Das Hinspiel zwischen Holstein Kiel und dem SC Paderborn, das 4:4, das das am meisten analysierte Spiel dieser Zweitligasaison sein dürfte, stellte eine Seite der Kieler Medaille dar. Der riskante Aufbau zeigte einen hohen Ertrag, führte zu unzähligen guten Chancen, problematischerweise für beide Teams. Paderborn agierte in diesem Hinspiel in einem hohen Angriffspressing, lief den Ballführenden ständig an und gab dadurch den Sechserraum auf, der von den vorschiebenden, rotierenden Kieler Innenverteidigern besetzt und zur flachen Spielfortsetzung genutzt werden konnte.
Im Rückspiel versuchte Kiel nun das gleiche, räumte den Sechserraum und ließ die Innenverteidiger flexibel vorschieben, hatte damit aber keinen Erfolg. Paderborn lief nicht durchgehend aggressiv an, sondern stellte aus 4-2-4-artigen Staffelungen Druck über Ruhe. So liefen beide Stürmer nicht ohne Rücksicht auf Verluste, sondern vorsichtig, unter Nutzung ihres Deckungsschattens zur Abdeckung des Sechserraums, an. So konnte Kiel seine Innenverteidiger seltener öffnen, diesen aber vor allem weniger Zeit schaffen. Die Pässe hinter die erste Linie hätten präzise sein müssen, waren dies aber nicht, die Ballannahmen von Schmidt, der häufiger hinter der ersten Paderborner Linie angespielt wurde, hätten schneller sein müssen, waren dies aber nicht. Das flache Aufbauspiel führte nur selten zum Erfolg, sodass man sein Glück über lange Steilpässe Richtung Okugawa und Honsak suchen musste, aber nur vereinzelt fand.

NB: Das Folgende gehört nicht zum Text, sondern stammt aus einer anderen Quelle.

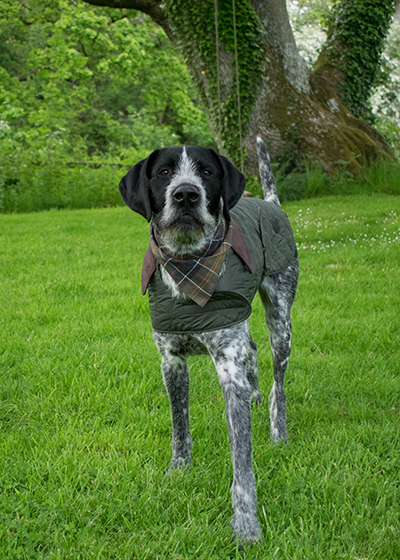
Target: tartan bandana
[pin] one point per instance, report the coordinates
(197, 277)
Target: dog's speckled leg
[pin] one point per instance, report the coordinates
(277, 294)
(252, 373)
(229, 349)
(176, 379)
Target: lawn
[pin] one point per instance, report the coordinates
(85, 420)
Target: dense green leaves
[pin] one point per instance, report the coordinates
(78, 80)
(358, 32)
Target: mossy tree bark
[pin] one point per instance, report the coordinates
(299, 114)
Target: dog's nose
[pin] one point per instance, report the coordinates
(186, 195)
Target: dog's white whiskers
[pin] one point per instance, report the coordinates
(187, 191)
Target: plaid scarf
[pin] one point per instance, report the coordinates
(196, 276)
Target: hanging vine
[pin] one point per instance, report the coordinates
(357, 32)
(193, 23)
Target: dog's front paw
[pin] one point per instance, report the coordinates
(247, 529)
(179, 463)
(256, 397)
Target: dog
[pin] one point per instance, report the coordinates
(210, 251)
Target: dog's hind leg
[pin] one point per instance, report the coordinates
(252, 373)
(176, 379)
(277, 294)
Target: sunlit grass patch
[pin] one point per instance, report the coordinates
(85, 420)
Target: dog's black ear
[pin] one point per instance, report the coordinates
(134, 187)
(233, 185)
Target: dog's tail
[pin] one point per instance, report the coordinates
(266, 175)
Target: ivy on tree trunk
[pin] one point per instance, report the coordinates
(300, 114)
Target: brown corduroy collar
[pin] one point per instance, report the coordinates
(238, 246)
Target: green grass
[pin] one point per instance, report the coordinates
(85, 420)
(27, 188)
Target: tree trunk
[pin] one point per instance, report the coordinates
(298, 113)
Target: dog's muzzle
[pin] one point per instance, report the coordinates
(186, 196)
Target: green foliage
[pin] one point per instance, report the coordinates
(357, 35)
(85, 419)
(194, 25)
(79, 83)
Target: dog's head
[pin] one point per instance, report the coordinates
(185, 190)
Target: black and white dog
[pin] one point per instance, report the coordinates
(188, 192)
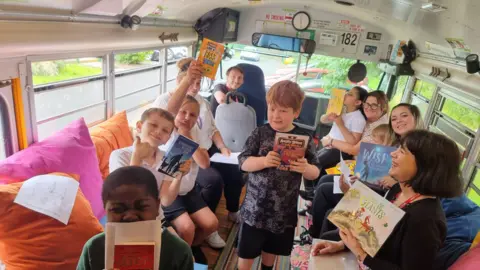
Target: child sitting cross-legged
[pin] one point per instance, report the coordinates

Die Kehrseite des erfolgreichen Wahnsinns ist nicht, wie man glauben könnte, gescheiterter Wahnsinn, Nein, Wahnsinn ist ja, per Definition, ignorant seines Ausgangs, sondern eine Glättung der Wogen, eine Bremsung der Ausschläge, die Tendenz zum Mittelmaß.
Mannschaftsaufstellungen
Auf Kieler Seite gab es im Vergleich zum Remis in Ingolstadt zwei Änderungen. Sicker und Karazor wurden von van den Bergh und Benes ersetzt. Während ersterer Wechsel lediglich eine Formalität darstellte, war das Fehlen Karzors in Anbetracht dessen Entwicklung zum Organisator des Kieler Spiels durchaus unerwartet. Darüber hinaus stellten auch die Einsätze von Reimann und Honsak, Ersterer anstelle des verletzten Krohnholm, Letzterer anstelle von Toptorschütze Serra, Abweichungen von der Stammelf dar. Insgesamt formierte sich mit diesem Personal ein 4-Raute-2, welches in der Offensive häufiger 4-1-1-5 bis 4-0-2-4-artig interpretiert wurde.

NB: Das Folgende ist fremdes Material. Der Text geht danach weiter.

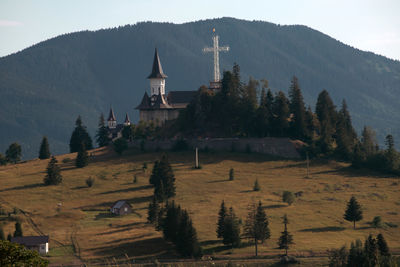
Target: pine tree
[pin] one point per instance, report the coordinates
(353, 212)
(2, 236)
(231, 234)
(256, 226)
(153, 211)
(326, 113)
(18, 230)
(82, 158)
(13, 153)
(102, 133)
(298, 122)
(286, 239)
(382, 246)
(221, 220)
(281, 115)
(79, 136)
(44, 152)
(53, 173)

Auf Paderborner Seite gab es formativ natürlich keine Wechsel. Wie immer wurde das Spiel aus einer 4-4-2-Grundordnung begangen. Auch personell gab es lediglich einen Tausch, der Tanz auf dem schmalen Grad zwischen Genie und Wahnsinn, der von Tekpetey verkörpert wird, wurde zugunsten Prögers Geradlinigkeit beiseitegelegt.
Aufbauspiel in Ketten
Das Kieler Aufbauspiel erlangt seine Besonderheit durch einige ungewöhnliche Prinzipien. So agiert das Team von Tim Walter mit situativ flachen Außenverteidigern, einer Räumung des Sechserraums, der Zone hinter den gegnerischen Spitzen und einer Mischung aus improvisierten und genau einstudierten Rotationen. Prinzipiell sind es insbesondere die Innenverteidiger, die bei zentralem Ballbesitz durch den Torwart hochschieben, und dann horizontale Bewegungen hinter der ersten Linie anbieten. Dieser grundsätzliche, immer wiederkehrende Spielzug wird durch die stetige Besetzung von verschiedenen vertikalen Linien (die Innenverteidiger bewegen sich auf die Außenbahn, wenn die Außenverteidiger ins Zentrum rotieren) ergänzt. Darüber hinaus erzeugen die klar definierten Abläufe eine Eigendynamik in Form einer Orientierung der Innenverteidiger auf Vorschieben in Freiräume, die sich verschiedensten Phasen wiederfindet. Für einen umfassenden Blick auf diese Verhaltensmuster kann ich auf die Analyse des Hinspiels verweisen.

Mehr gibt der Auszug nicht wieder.